Right out of the gate, you have to recognize one simple fact. These guys are rockstars. Unleashing a furious set on the sold-out crowd, Avenged Sevenfold brought to their rabid fans a dynamic mix of heavy metal and hard rock tinged with notes from their metalcore roots.
Taking the stage just a few minutes behind their slotted start time, and without any unnecessary theatrics, the California five-piece threw down their set with a chugging intensity that had the pit heaving from the opening notes until the last.
Leading the charge was M. Shadows, who, decked out in his signature aviator sunglasses, tirelessly worked the length of the wide stage in a fierce performance throughout the night.
Zacky Vengeance, playing rhythm guitar, came out sporting plastic-rimmed glasses a la Buddy Holly and a powder-blue cardigan. Vengeance later shed these Rivers Cuomo costume to reveal a sleeveless look to match M. Shadows and Synyster Gates.
Throughout the show, guitarists Vengeance and Gates rocked out together at the center platform, which made for some great photo opps of the dueling guitars. Zacky Vengeance's left-handed guitar playing created a loose symmetry with Synyster Gates as the two players traded licks.
Between furious double bass and blast beats to metal shredding on the twin guitars, Avenged Sevenfold brought searing, balls-out-rock to their adoring fans like the postman brings the mail.

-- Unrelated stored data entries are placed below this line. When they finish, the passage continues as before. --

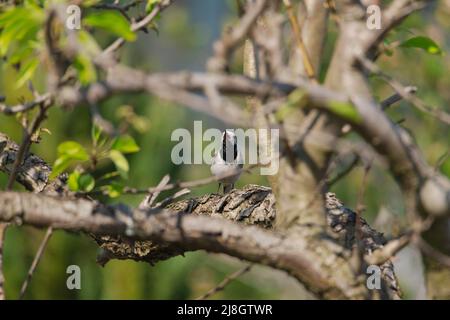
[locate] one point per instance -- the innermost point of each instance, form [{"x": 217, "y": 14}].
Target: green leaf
[
  {"x": 150, "y": 5},
  {"x": 19, "y": 25},
  {"x": 80, "y": 182},
  {"x": 72, "y": 182},
  {"x": 422, "y": 42},
  {"x": 89, "y": 44},
  {"x": 86, "y": 182},
  {"x": 111, "y": 21},
  {"x": 27, "y": 71},
  {"x": 120, "y": 162},
  {"x": 85, "y": 68},
  {"x": 96, "y": 132},
  {"x": 345, "y": 110},
  {"x": 73, "y": 150},
  {"x": 125, "y": 144},
  {"x": 114, "y": 190}
]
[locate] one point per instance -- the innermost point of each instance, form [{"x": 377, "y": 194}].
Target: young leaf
[
  {"x": 120, "y": 162},
  {"x": 125, "y": 144},
  {"x": 72, "y": 182},
  {"x": 96, "y": 132},
  {"x": 73, "y": 150},
  {"x": 111, "y": 21},
  {"x": 114, "y": 190},
  {"x": 85, "y": 69},
  {"x": 27, "y": 71},
  {"x": 86, "y": 182},
  {"x": 424, "y": 43},
  {"x": 346, "y": 110}
]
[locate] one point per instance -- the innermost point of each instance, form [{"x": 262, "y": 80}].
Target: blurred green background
[{"x": 184, "y": 42}]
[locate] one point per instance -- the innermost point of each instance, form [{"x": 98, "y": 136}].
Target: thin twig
[
  {"x": 396, "y": 97},
  {"x": 225, "y": 282},
  {"x": 404, "y": 93},
  {"x": 298, "y": 38},
  {"x": 137, "y": 26},
  {"x": 344, "y": 172},
  {"x": 36, "y": 260}
]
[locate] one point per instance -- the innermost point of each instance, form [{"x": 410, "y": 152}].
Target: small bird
[{"x": 227, "y": 160}]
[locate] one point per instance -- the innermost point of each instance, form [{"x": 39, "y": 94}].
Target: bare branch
[{"x": 225, "y": 282}]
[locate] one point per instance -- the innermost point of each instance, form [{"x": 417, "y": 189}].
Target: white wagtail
[{"x": 227, "y": 160}]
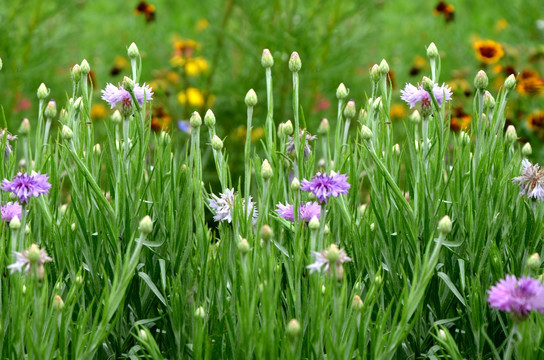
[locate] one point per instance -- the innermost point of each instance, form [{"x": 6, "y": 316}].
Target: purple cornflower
[
  {"x": 113, "y": 94},
  {"x": 11, "y": 210},
  {"x": 290, "y": 146},
  {"x": 222, "y": 206},
  {"x": 324, "y": 186},
  {"x": 25, "y": 186},
  {"x": 412, "y": 95},
  {"x": 306, "y": 211},
  {"x": 531, "y": 181},
  {"x": 518, "y": 297}
]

With simple but effective lighting and all the right power poses, the first three for this show was a surprise slice of concert photography heaven.
Never staying in one place for long, M. Shadows was a moving target throughout the concert. Adding to this challenge was the right-handed singer's tendency to use both hands to grip the mic, which made securing clean shots more difficult.

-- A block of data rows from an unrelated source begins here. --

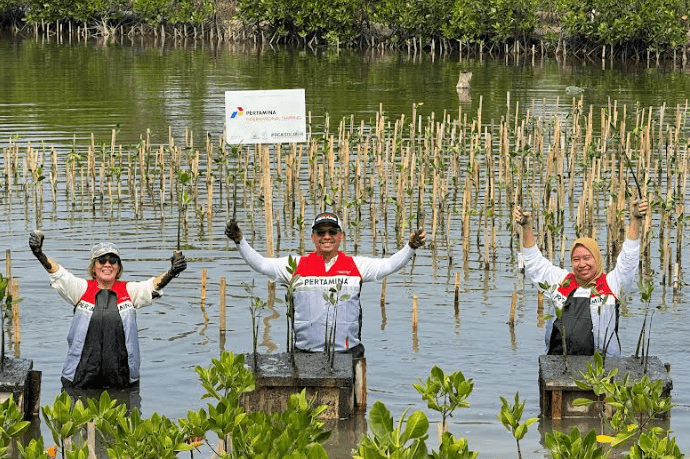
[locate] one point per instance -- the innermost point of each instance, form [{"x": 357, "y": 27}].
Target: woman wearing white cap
[
  {"x": 319, "y": 272},
  {"x": 103, "y": 339}
]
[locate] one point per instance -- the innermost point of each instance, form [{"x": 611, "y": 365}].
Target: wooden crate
[
  {"x": 336, "y": 387},
  {"x": 20, "y": 380},
  {"x": 558, "y": 390}
]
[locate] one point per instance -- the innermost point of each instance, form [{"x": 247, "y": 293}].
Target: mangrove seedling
[
  {"x": 387, "y": 440},
  {"x": 64, "y": 419},
  {"x": 290, "y": 305},
  {"x": 332, "y": 299},
  {"x": 445, "y": 393},
  {"x": 550, "y": 289},
  {"x": 12, "y": 424},
  {"x": 6, "y": 303},
  {"x": 510, "y": 417},
  {"x": 635, "y": 403},
  {"x": 255, "y": 308},
  {"x": 565, "y": 446}
]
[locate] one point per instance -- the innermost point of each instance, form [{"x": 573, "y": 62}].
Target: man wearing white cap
[
  {"x": 103, "y": 340},
  {"x": 321, "y": 271}
]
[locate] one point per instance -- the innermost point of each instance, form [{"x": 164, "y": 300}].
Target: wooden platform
[
  {"x": 20, "y": 380},
  {"x": 558, "y": 390},
  {"x": 338, "y": 387}
]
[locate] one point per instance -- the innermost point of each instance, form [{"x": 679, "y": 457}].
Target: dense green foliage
[
  {"x": 640, "y": 25},
  {"x": 647, "y": 24},
  {"x": 297, "y": 432},
  {"x": 152, "y": 12}
]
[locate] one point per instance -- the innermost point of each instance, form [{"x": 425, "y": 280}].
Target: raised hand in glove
[
  {"x": 417, "y": 238},
  {"x": 233, "y": 231},
  {"x": 178, "y": 263},
  {"x": 639, "y": 208},
  {"x": 521, "y": 217},
  {"x": 36, "y": 245}
]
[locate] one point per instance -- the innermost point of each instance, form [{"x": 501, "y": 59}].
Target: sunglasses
[
  {"x": 112, "y": 259},
  {"x": 330, "y": 231}
]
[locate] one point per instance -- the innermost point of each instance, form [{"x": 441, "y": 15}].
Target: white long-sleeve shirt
[
  {"x": 371, "y": 269},
  {"x": 72, "y": 288}
]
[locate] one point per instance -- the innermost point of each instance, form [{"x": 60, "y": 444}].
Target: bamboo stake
[
  {"x": 204, "y": 276},
  {"x": 415, "y": 302},
  {"x": 221, "y": 306},
  {"x": 16, "y": 334}
]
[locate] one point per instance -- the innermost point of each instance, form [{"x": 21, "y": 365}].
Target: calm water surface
[{"x": 56, "y": 94}]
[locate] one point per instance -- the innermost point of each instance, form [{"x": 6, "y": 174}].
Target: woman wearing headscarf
[
  {"x": 587, "y": 297},
  {"x": 103, "y": 340}
]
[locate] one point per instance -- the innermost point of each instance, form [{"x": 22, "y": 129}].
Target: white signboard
[{"x": 270, "y": 116}]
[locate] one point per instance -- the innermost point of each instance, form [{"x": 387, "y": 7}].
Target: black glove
[
  {"x": 36, "y": 245},
  {"x": 178, "y": 263},
  {"x": 233, "y": 231},
  {"x": 417, "y": 238}
]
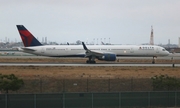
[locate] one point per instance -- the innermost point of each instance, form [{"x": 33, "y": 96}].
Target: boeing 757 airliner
[{"x": 92, "y": 52}]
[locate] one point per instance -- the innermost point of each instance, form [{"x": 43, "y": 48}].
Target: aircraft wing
[{"x": 94, "y": 52}]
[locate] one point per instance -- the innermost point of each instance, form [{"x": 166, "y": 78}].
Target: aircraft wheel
[{"x": 87, "y": 61}]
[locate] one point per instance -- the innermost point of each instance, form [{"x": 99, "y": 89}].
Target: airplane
[{"x": 92, "y": 52}]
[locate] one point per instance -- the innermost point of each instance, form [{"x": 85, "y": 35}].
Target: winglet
[
  {"x": 84, "y": 46},
  {"x": 27, "y": 38}
]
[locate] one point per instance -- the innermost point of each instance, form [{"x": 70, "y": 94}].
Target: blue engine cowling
[{"x": 107, "y": 57}]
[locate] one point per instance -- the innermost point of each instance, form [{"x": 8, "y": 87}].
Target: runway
[{"x": 84, "y": 64}]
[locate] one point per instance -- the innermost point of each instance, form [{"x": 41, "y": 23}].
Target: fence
[
  {"x": 91, "y": 100},
  {"x": 50, "y": 85}
]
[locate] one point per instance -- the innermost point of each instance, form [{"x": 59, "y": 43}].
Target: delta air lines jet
[{"x": 92, "y": 52}]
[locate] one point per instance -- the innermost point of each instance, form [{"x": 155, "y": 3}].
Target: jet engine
[{"x": 107, "y": 57}]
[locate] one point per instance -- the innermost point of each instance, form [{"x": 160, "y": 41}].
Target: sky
[{"x": 92, "y": 21}]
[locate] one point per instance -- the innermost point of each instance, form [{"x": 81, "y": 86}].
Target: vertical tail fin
[{"x": 27, "y": 38}]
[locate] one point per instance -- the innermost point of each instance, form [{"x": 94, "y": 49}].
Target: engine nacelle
[{"x": 107, "y": 57}]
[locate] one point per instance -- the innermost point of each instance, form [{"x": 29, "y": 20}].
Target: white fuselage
[{"x": 78, "y": 51}]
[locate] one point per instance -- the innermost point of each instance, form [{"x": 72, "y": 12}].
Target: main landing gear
[
  {"x": 91, "y": 60},
  {"x": 154, "y": 60}
]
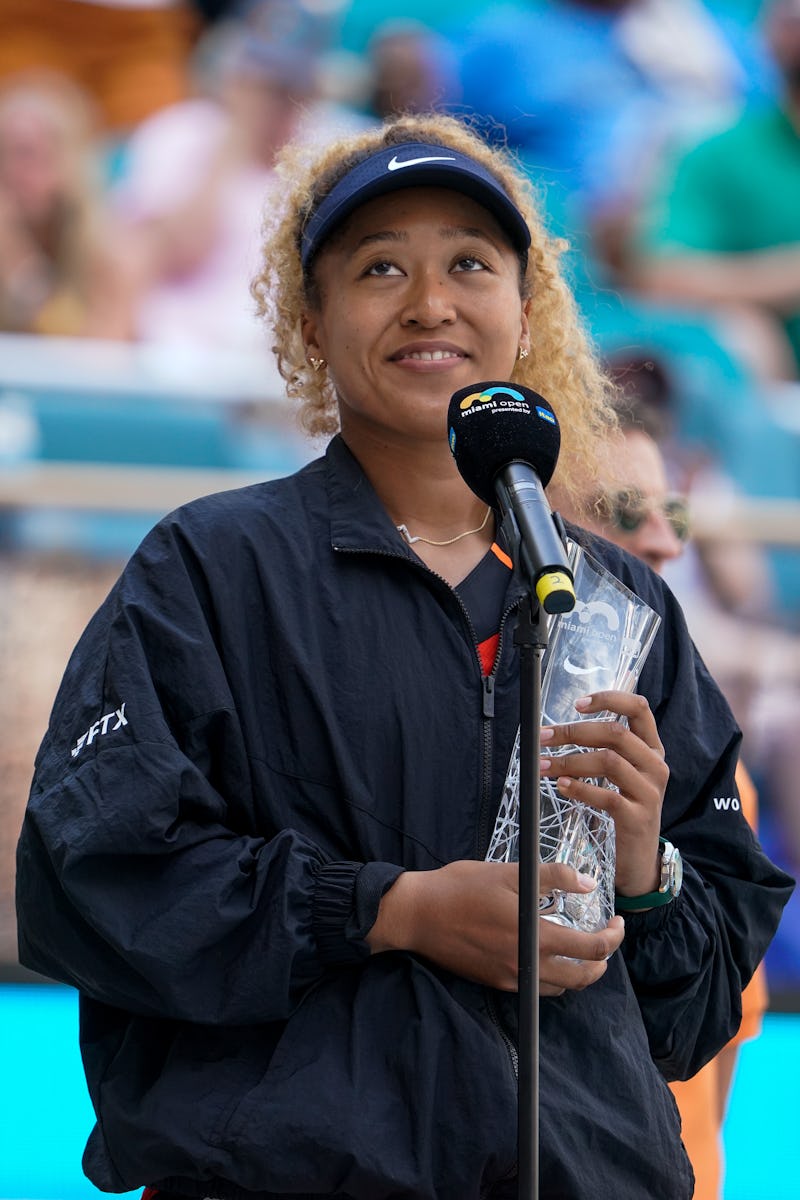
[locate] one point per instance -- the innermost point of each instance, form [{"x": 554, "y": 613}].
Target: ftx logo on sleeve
[{"x": 107, "y": 724}]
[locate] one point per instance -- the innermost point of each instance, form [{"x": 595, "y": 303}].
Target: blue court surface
[{"x": 44, "y": 1113}]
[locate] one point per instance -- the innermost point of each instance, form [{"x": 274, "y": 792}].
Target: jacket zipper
[{"x": 487, "y": 687}]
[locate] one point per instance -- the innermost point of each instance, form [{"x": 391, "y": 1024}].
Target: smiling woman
[{"x": 266, "y": 873}]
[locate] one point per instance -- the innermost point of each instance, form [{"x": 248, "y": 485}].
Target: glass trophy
[{"x": 601, "y": 645}]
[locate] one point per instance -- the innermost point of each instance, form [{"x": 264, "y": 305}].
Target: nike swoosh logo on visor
[{"x": 396, "y": 165}]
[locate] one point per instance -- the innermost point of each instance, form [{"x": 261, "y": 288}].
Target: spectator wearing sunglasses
[{"x": 639, "y": 513}]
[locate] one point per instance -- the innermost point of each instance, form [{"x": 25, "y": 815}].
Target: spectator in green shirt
[{"x": 723, "y": 232}]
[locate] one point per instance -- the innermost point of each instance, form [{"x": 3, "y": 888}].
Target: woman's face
[{"x": 419, "y": 297}]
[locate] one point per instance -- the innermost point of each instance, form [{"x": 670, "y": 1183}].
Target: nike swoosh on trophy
[
  {"x": 571, "y": 669},
  {"x": 396, "y": 165}
]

At the front of the stage, three wide platforms were set up and served double duty as mini-stages and lighting effects. The simple metal platforms, which were skirted in white cloth, featured grills on the top surface and an array of white LEDs below, which would provide underlighting throughout the set.
Aside from their key role in the lighting, these three platforms also became props in an on-going game of musical chairs, as M. Shadows, Zacky Vengeance, Synyster Gates, and Johnny Christ took turns manning these stations with all the appropriate rockstar poses.

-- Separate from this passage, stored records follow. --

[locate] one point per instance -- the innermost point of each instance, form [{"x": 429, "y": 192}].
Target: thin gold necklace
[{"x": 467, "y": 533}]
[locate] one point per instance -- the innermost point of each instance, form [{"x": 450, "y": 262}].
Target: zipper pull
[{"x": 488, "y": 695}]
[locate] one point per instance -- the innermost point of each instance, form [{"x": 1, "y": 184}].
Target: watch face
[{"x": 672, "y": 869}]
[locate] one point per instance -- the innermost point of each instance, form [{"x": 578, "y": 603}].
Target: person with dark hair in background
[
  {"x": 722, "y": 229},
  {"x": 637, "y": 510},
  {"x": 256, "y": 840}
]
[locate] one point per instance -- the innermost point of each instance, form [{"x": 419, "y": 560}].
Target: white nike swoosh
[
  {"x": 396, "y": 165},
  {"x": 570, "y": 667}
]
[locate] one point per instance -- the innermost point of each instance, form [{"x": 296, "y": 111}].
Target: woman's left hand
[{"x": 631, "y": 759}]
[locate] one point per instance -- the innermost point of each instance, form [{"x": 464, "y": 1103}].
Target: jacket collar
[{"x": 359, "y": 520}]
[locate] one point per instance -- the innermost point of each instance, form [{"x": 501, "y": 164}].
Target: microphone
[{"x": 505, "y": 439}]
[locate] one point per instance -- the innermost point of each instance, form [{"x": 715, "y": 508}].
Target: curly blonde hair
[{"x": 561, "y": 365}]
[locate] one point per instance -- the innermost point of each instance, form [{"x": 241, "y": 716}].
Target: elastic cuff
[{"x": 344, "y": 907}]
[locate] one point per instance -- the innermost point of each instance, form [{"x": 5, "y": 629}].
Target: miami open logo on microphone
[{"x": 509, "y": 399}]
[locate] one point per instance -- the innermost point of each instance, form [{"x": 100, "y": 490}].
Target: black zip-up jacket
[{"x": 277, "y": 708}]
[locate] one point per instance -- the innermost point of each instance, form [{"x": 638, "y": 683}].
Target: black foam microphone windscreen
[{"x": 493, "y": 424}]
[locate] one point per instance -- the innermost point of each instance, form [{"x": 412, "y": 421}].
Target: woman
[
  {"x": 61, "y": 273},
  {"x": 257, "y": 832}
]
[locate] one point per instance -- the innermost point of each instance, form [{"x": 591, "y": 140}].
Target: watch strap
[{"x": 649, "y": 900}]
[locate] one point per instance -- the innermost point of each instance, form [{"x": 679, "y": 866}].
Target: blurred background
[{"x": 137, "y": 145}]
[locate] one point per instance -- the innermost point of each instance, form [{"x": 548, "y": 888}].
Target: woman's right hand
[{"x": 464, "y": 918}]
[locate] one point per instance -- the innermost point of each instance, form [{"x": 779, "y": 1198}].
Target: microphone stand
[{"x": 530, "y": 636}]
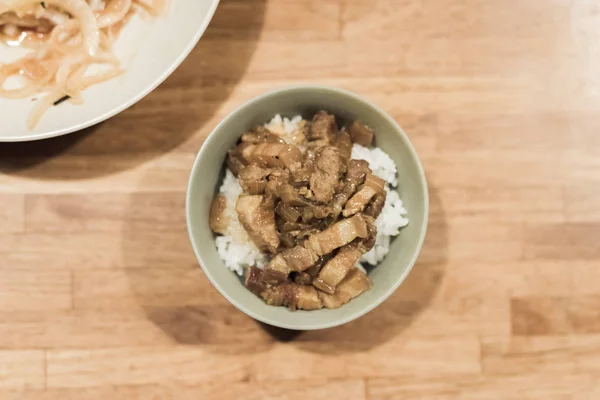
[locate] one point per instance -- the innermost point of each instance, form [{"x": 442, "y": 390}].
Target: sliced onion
[{"x": 80, "y": 9}]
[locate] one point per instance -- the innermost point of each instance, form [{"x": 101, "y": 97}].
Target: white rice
[{"x": 237, "y": 250}]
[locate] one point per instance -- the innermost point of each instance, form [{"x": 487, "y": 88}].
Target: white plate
[{"x": 150, "y": 49}]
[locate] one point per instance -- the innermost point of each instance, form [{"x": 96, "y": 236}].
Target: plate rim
[{"x": 133, "y": 100}]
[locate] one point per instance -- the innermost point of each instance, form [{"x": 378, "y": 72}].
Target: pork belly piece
[
  {"x": 373, "y": 185},
  {"x": 329, "y": 168},
  {"x": 293, "y": 296},
  {"x": 272, "y": 155},
  {"x": 353, "y": 285},
  {"x": 337, "y": 268},
  {"x": 323, "y": 128},
  {"x": 218, "y": 221},
  {"x": 361, "y": 134},
  {"x": 257, "y": 216},
  {"x": 337, "y": 235}
]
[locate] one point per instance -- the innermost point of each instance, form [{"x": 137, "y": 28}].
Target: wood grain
[{"x": 100, "y": 293}]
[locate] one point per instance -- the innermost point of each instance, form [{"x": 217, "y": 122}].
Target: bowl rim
[
  {"x": 422, "y": 180},
  {"x": 125, "y": 105}
]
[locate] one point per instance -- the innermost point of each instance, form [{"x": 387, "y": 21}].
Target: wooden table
[{"x": 101, "y": 296}]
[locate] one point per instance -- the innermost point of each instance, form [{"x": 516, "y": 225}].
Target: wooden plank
[
  {"x": 35, "y": 290},
  {"x": 221, "y": 328},
  {"x": 91, "y": 250},
  {"x": 581, "y": 202},
  {"x": 22, "y": 369},
  {"x": 563, "y": 354},
  {"x": 515, "y": 204},
  {"x": 143, "y": 365},
  {"x": 284, "y": 390},
  {"x": 528, "y": 386},
  {"x": 561, "y": 241},
  {"x": 286, "y": 21},
  {"x": 99, "y": 174},
  {"x": 410, "y": 358},
  {"x": 133, "y": 288},
  {"x": 12, "y": 213},
  {"x": 555, "y": 315},
  {"x": 150, "y": 211}
]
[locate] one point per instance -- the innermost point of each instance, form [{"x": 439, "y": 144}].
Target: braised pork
[
  {"x": 329, "y": 168},
  {"x": 272, "y": 155},
  {"x": 323, "y": 128},
  {"x": 253, "y": 179},
  {"x": 218, "y": 221},
  {"x": 361, "y": 134},
  {"x": 373, "y": 185},
  {"x": 337, "y": 235},
  {"x": 337, "y": 268},
  {"x": 354, "y": 284},
  {"x": 257, "y": 216}
]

Overall, the lighting for the show was very dramatic and relied heavily on the contrasts created between the varied backlighting and the white underlighting at the front of the stage. The platform lighting was intense enough, due to output and also the proximity of the musicians, to keep down the ISO with reasonably fast shutter speeds.
If the Reverend is conspicuously absent from this set, it's because the drummer was hidden behind a fortress of percussion. Featuring far too many pieces to count, the drum kit all but obscured the Rev. Adding insult to injury, lighting on the drummer was almost entirely atmospheric during the first three songs, with little to highlight the impressive kit or its owner.Aside from the man behind the curtain keeping the beat, bassist Johnny Christ was the most subdued character on stage, playing at the front of the stage on occasion, but mostly content to play behind Shadows, Vengeance, and Gates.
For Avenged Sevenfold's set, the Nikon 17-55mm f/2.8 never left the camera. As per usual, the wide-to-short-tele range was perfect for capturing the energetic live set Avenged Sevenfold brought while shooting from the pit.
Throughout the three-song shoot, the midrange zoom was locked at f/2.8, which made the most of the light on stage and helped keep shutter speeds up.
Though the 17-55mm provided the perfect range for the front-stage shooting, I would have liked the opportunity to get some longer shots with the 70-200mm f/2.8. I think the flatter perspective and different angles afforded from positions outside the pit would have been a nice compliment to the 17-55's images.
Thanks to the warm light coming up through the grates of the front platforms, the mobile band members were well lit so long as they performed above the lights. In a relative luxury, the intensity of these lights was generally enough to shoot between ISO 1000 and 1250. Shutter speeds ranged from 1/80 to 1/250, but mostly hovered around 1/160 second.
The flipside of these bright lights was that the remaining atmospheric lighting was generally less intense and served primarily to compliment the dramatic underlighting. This was most problematic with M. Shadows, whose continual roaming on stage did not always include pauses on the lit platforms.
A big thanks to Brandon at the Pageant for hooking up a pair of earplugs after I lost mine after photographing openers the Black Tide.